Ring pointed out that the on-demand app, which allows the freedom of a for-hire vehicle and has a flat $2.75 per ride fare, was the only thing that allowed him to appear at the City Council hearing, as it didn’t have a clear end time. “No one knows when this meeting’s going to end,” he said.“That’s life-changing, that I could be here.”

Frederica Bepler, an intern representing LiveOn NY, testified that the $15 per ride subsidy cap ran counter to the needs of the group’s elderly constituents. She pointed out that Chicago, Boston and DC–three cities that were cited by MTA Chairman and CEO Pat Foye as models for the subsidy cap– all have more accessible subway systems than NYC.

Daniel Ross, an attorney with Mobilization for Justice, questioned whether the On-Demand program was actually breaking the MTA’s budget. He said in 2018, the pilot program cost a little less than $9 million and this year will cost about $15 million. The MTA told City Limits by e-mail that in 2018, the pilot program cost $8 million and did not have a number ready for 2019 by press time.

The $15 subsidy per ride cap, Ross testified, wouldn’t get riders very far.

“It doesn’t get you to work, it doesn’t get you to your school, it doesn’t get you to the city’s major medical centers. In Brooklyn it barely gets you from one side of Prospect Park to the other,” he said.

Jessica Murray, a CUNY researcher on transportation accessibility, also questioned the MTA’s budgeting. She said that a $40 million increase in administrative costs in this year’s budget could better account for the ballooning Access a Ride budget.

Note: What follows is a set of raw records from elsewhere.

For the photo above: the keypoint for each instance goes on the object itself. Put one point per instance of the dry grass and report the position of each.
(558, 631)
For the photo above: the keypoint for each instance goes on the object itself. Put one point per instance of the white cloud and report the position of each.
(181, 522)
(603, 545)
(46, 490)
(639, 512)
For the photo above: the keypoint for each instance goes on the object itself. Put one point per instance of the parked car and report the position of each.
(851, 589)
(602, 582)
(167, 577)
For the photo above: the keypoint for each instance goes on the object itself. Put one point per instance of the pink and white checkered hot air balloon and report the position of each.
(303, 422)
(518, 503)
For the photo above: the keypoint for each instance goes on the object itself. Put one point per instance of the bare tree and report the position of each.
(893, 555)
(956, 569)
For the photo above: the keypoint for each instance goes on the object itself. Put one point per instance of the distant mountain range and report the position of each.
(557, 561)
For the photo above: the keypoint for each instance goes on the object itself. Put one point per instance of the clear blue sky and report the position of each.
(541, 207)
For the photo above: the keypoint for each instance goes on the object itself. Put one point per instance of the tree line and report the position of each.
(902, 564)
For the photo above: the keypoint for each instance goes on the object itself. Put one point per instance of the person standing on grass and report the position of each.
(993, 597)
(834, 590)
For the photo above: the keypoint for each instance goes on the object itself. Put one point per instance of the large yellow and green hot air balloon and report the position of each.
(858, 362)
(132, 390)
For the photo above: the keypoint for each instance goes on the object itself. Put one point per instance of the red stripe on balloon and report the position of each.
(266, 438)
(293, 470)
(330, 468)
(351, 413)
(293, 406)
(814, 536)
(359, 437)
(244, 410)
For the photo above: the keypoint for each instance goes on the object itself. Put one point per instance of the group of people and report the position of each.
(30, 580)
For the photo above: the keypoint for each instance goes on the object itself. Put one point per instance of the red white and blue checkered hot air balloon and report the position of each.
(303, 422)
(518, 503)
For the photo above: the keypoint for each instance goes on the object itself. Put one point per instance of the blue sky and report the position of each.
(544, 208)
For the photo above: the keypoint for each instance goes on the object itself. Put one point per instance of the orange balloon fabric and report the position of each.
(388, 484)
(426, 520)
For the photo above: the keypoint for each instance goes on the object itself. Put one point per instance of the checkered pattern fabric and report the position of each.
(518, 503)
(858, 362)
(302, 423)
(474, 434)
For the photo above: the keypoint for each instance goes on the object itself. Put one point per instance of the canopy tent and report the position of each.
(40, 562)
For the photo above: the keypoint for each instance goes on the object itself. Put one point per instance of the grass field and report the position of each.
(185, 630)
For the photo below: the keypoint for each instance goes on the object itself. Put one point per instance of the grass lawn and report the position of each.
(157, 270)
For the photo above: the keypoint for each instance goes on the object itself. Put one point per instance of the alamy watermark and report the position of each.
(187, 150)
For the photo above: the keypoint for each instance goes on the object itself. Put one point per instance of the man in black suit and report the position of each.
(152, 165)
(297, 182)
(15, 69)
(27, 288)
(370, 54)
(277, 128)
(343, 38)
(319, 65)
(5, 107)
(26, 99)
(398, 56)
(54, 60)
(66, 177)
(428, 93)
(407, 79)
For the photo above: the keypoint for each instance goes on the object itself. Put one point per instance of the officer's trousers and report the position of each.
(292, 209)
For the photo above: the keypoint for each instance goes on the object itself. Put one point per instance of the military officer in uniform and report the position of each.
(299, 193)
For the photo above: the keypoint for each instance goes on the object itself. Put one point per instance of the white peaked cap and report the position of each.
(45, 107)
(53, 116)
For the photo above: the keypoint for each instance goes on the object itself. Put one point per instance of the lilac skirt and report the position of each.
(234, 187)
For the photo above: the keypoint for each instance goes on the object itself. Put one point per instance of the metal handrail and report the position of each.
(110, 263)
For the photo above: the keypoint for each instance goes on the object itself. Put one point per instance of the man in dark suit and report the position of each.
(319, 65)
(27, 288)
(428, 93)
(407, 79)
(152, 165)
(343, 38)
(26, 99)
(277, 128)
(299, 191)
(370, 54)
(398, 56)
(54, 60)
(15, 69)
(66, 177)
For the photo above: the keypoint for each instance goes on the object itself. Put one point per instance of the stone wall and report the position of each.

The MTA projects that it will spend $616 million on Access a Ride this year, the NY Post reported in November. NYC pays about $150 million of that, but the MTA has been trying to get the city to pay a larger share, which has been capped at 33 percent since a 1993 agreement.

Other AAR riders including Movement For Black Lives activist Terrea Mitchell pointed out that as the hearing was being held, the MTA board was simultaneously approving a budget that would include $250 million over four years for 500 more police officers.

Alex Elegudin, echoing prior statements by Foye, said at thehearing that that $15 per ride subsidy was based on a cap used in a similar program in Boston. He also said 16 trips a month was the median the MTA was seeing from the pilot program, although Murray, the CUNY researcher argued it would make more sense to base trips on the average trips per month, which is 30.

The MTA announced in a press release last March that they would be extending the pilot through the end of 2019 as well as rolling out another “enhanced broker” service that allows riders to request for-hire vehicles and taxis a day in advance. They announced the pilot would be opened up to more riders but with more restrictions in November. The MTA plans to eventually transition much of its AAR service to taxis and for hire vehicles, but the cost to disabled and elderly riders, and to the MTA, is still being worked out.

“We’d like to see more and more of our paratransit trips delivered by taxis and FHVs in a financially sustainable manner,” MTA CEO Pat Foye said in March. “And we’re beginning by making scheduled taxi trips an increasingly regular feature of our services.”